We wrap things up by setting the image view image and adding it to the window. Since its width and height have updated we re-center the window.

And that’s our little app. Kick it around, open a bunch of images. And yes, animated gifs will display and play so be sure to try some.

Tidbits

So far, we’ve been running the app from Script Editor with opt + cmd + d. You run the actual app by double clicking its icon like any other application.

Double click the icon to run the app

You can update the app icon by replacing /Contents/Resources/applet.icns. To access the app resources, right click on the app icon and choose “Show Package Contents”.

Why I’m excited

I’m excited about this because I think it has a lot of potential. Here’s how I’ve been thinking about it. When Yosemite is available, anyone that installs the OS will be able to sit down and write a native application. They will be able to do so using one of the most ubiquitous programming languages that exists. They won’t need to download or install anything extra. You don’t even have to install or open Xcode if you don’t want to. That removes a massive barrier to entry. It’s incredible.

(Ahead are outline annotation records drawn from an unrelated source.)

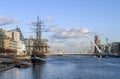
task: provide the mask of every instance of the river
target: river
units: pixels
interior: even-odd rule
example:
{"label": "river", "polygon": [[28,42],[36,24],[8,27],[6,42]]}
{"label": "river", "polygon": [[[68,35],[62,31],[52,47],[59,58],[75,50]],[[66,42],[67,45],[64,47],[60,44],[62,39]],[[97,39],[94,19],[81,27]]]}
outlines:
{"label": "river", "polygon": [[120,58],[51,56],[40,65],[0,72],[0,79],[120,79]]}

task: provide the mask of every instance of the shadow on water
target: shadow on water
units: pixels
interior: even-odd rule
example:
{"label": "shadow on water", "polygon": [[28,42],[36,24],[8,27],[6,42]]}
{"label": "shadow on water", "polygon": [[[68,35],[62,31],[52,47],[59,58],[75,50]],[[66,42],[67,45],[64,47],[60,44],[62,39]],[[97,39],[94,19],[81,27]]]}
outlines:
{"label": "shadow on water", "polygon": [[33,65],[33,79],[42,79],[42,69],[44,67],[45,62],[34,64]]}

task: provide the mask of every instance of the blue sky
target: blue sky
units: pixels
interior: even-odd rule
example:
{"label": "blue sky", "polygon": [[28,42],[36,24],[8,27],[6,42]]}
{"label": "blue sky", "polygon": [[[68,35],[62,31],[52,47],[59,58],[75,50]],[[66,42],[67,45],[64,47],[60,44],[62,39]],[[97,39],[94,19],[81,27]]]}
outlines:
{"label": "blue sky", "polygon": [[[120,0],[0,1],[0,18],[9,17],[7,19],[12,20],[11,23],[2,25],[7,21],[1,19],[0,27],[12,29],[18,25],[25,37],[31,35],[26,33],[31,32],[33,28],[28,24],[36,21],[38,14],[42,20],[50,18],[50,21],[45,22],[45,28],[49,32],[45,33],[44,37],[49,39],[53,50],[82,51],[86,49],[89,41],[76,34],[75,29],[81,31],[87,29],[92,33],[92,35],[89,34],[91,38],[94,37],[94,33],[98,34],[103,42],[106,37],[110,42],[120,41]],[[53,28],[54,30],[50,30]],[[58,33],[56,30],[62,31]]]}

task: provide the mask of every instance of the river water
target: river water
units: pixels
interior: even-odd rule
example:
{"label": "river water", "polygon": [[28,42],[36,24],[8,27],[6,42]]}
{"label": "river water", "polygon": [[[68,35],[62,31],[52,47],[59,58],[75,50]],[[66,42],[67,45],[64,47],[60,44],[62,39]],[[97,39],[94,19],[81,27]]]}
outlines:
{"label": "river water", "polygon": [[120,58],[51,56],[40,65],[0,72],[0,79],[120,79]]}

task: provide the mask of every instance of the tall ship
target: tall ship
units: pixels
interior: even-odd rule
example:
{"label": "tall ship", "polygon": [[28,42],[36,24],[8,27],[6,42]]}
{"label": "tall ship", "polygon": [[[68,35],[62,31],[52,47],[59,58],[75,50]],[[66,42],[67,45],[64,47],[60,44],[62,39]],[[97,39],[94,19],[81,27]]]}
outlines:
{"label": "tall ship", "polygon": [[43,22],[39,20],[39,17],[37,17],[37,22],[34,22],[35,28],[35,35],[36,38],[34,39],[33,43],[33,50],[32,50],[32,63],[39,63],[39,62],[45,62],[46,61],[46,53],[47,53],[47,39],[42,38],[42,27]]}

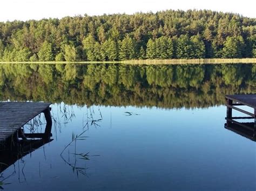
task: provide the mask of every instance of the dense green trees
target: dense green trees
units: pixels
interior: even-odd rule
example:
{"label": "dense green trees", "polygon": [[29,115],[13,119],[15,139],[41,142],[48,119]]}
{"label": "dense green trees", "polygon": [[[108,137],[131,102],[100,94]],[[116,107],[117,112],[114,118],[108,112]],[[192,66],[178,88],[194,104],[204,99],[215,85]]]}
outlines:
{"label": "dense green trees", "polygon": [[210,10],[0,23],[2,61],[251,57],[256,19]]}

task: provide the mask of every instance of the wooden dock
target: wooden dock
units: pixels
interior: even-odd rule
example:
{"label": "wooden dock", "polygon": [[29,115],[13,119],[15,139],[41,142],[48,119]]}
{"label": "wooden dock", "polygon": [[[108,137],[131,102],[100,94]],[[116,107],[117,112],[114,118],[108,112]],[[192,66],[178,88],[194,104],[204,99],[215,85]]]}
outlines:
{"label": "wooden dock", "polygon": [[46,121],[44,134],[50,135],[52,125],[49,107],[51,104],[51,103],[42,102],[1,102],[0,142],[12,136],[17,130],[41,112],[44,114]]}
{"label": "wooden dock", "polygon": [[[227,121],[225,127],[232,128],[234,126],[239,125],[248,130],[255,131],[256,130],[256,94],[248,95],[227,95],[226,96],[227,105]],[[252,108],[253,112],[246,111],[237,106],[246,105]],[[246,117],[233,117],[232,116],[232,109],[240,111],[247,115]],[[252,123],[241,123],[235,119],[254,119]]]}

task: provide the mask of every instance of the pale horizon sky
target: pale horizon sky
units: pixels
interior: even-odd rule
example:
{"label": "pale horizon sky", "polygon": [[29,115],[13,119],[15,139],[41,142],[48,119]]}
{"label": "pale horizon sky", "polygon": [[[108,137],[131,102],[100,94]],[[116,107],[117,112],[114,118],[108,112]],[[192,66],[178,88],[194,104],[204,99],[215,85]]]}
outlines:
{"label": "pale horizon sky", "polygon": [[1,2],[0,22],[61,18],[76,15],[101,15],[104,13],[132,14],[168,9],[208,9],[233,12],[256,18],[255,0],[8,0]]}

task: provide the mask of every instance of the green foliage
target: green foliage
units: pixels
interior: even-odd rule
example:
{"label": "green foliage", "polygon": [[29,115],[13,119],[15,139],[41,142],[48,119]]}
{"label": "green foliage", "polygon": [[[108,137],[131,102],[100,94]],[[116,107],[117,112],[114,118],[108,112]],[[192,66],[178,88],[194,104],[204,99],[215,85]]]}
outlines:
{"label": "green foliage", "polygon": [[146,52],[142,46],[140,47],[140,49],[139,49],[139,59],[144,60],[146,59]]}
{"label": "green foliage", "polygon": [[255,31],[256,18],[210,10],[8,22],[0,60],[30,60],[29,49],[39,61],[62,60],[70,44],[77,61],[255,57]]}
{"label": "green foliage", "polygon": [[193,58],[193,43],[187,35],[181,35],[177,40],[177,57],[178,59]]}
{"label": "green foliage", "polygon": [[191,37],[193,43],[193,51],[191,56],[193,58],[205,58],[205,46],[199,34]]}
{"label": "green foliage", "polygon": [[127,36],[119,44],[120,60],[127,60],[136,58],[136,43],[133,39]]}
{"label": "green foliage", "polygon": [[29,61],[31,62],[36,62],[38,61],[38,58],[36,54],[33,54],[30,58]]}
{"label": "green foliage", "polygon": [[228,37],[223,47],[223,58],[242,58],[244,43],[241,37]]}
{"label": "green foliage", "polygon": [[146,57],[149,59],[153,59],[157,56],[156,52],[156,45],[154,40],[150,39],[147,44]]}
{"label": "green foliage", "polygon": [[15,56],[15,61],[19,62],[26,61],[29,60],[32,53],[28,48],[24,48],[21,50],[17,51]]}
{"label": "green foliage", "polygon": [[64,55],[62,52],[60,52],[59,53],[56,55],[56,56],[55,57],[55,61],[65,61]]}
{"label": "green foliage", "polygon": [[38,53],[39,61],[52,61],[52,45],[51,43],[45,41],[40,48]]}
{"label": "green foliage", "polygon": [[3,43],[3,41],[0,39],[0,61],[2,60],[3,59],[3,56],[4,55],[4,45]]}
{"label": "green foliage", "polygon": [[66,45],[64,47],[65,60],[68,62],[73,62],[76,60],[77,51],[73,45]]}

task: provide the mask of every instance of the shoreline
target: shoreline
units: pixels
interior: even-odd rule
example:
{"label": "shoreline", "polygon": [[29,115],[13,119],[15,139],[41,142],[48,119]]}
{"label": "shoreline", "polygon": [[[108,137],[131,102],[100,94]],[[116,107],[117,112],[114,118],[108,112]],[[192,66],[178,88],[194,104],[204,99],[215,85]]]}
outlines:
{"label": "shoreline", "polygon": [[242,59],[199,59],[166,60],[130,60],[113,61],[0,61],[0,63],[120,63],[129,65],[186,65],[186,64],[223,64],[256,63],[256,58]]}

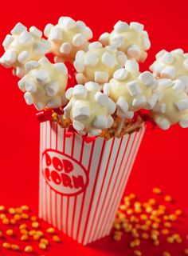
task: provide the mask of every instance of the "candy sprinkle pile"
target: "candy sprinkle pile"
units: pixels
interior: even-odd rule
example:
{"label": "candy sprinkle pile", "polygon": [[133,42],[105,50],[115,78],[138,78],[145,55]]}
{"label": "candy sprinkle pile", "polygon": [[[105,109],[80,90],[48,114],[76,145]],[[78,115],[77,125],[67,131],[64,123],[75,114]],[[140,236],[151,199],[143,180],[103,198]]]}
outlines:
{"label": "candy sprinkle pile", "polygon": [[188,235],[182,237],[177,232],[182,223],[182,211],[175,208],[172,197],[165,195],[159,188],[153,188],[152,194],[144,202],[135,194],[123,198],[115,219],[113,239],[119,242],[124,238],[135,256],[151,255],[151,246],[159,246],[159,256],[178,255],[173,254],[178,244],[182,247],[178,255],[188,255]]}
{"label": "candy sprinkle pile", "polygon": [[28,206],[0,206],[0,254],[14,250],[43,255],[53,243],[61,242],[57,230],[43,224]]}

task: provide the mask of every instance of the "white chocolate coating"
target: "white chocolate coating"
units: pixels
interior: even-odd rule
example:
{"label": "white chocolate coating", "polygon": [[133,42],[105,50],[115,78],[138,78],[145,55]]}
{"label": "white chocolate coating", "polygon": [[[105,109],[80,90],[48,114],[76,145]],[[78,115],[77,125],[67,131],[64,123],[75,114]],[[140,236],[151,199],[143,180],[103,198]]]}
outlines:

I know there’s a whole lot more to building OS X apps than just being able whip up a quick script. I don’t have any illusions that JavaScript will become the defacto way to build for the Mac. I do think this will allow developers to build small apps that make development easier for themselves and for other people. Have a team member that’s not so comfortable using the command line? Build a quick GUI for them. Need a quick, visual way to create and update a large configuration file? Make a little app for it.

Other languages have these capabilities. Python and Ruby have access to the same native APIs and people make apps using those languages. Something just feels different about being able to use JavaScript. It feels subversive. It feels like some of the DIY of the Web knocking on the door of the Desktop. Apple left the door unlocked, I’m inviting myself in.